In practice, VyStar Credit Union, based in Jacksonville, Florida, has seen improvements across the board since it started using AI for credit cards. Approvals overall went up 22% between the second half of 2018 and the second half of 2022, with no increase in risk to the credit union’s conservative scoring system. And while the approval rate stayed the same for the riskiest class (those with credit scores in the 500s), so many more people applied for cards that the number of approvals doubled. And because it was data rather than a human deciding how big a credit line they should get, the average amount of credit offered also went up, says Jenny Vipperman, VyStar’s chief lending officer. “We’re saying, how can we serve as many people, as many members, as much of our community as we can in a safe and sound manner?”

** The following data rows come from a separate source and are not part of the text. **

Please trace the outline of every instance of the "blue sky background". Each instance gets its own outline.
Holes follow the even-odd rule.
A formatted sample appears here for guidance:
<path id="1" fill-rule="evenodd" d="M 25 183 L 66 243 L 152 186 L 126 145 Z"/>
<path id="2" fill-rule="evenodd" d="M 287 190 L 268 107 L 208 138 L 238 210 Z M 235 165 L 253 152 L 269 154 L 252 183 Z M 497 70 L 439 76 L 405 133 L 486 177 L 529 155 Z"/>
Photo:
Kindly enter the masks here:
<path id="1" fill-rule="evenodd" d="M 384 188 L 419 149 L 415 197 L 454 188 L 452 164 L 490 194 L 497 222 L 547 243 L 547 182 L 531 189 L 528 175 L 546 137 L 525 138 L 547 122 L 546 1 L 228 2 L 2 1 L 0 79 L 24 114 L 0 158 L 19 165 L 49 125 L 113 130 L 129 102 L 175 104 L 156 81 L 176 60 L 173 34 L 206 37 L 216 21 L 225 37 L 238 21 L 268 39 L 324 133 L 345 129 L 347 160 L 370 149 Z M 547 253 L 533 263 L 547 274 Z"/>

The unexpectedly high $20,000 credit limit on her VyStar card turned out to be quite useful to Kailin, a young professional in Jacksonville, after she lost her job and had to move to Louisiana to care for a relative. (She did not want her last name published for privacy reasons.) Kailin had to pay for furniture for a new home, as well as other expenses, while searching for employment.
“When it’s all robotic, yes, you’re taking away human error, but when it comes to the workforce, we need to have jobs in the economy,” she says of the new AI. “I think there’s still a need for that human interaction.” On March 6, she starts her new job in executive hiring.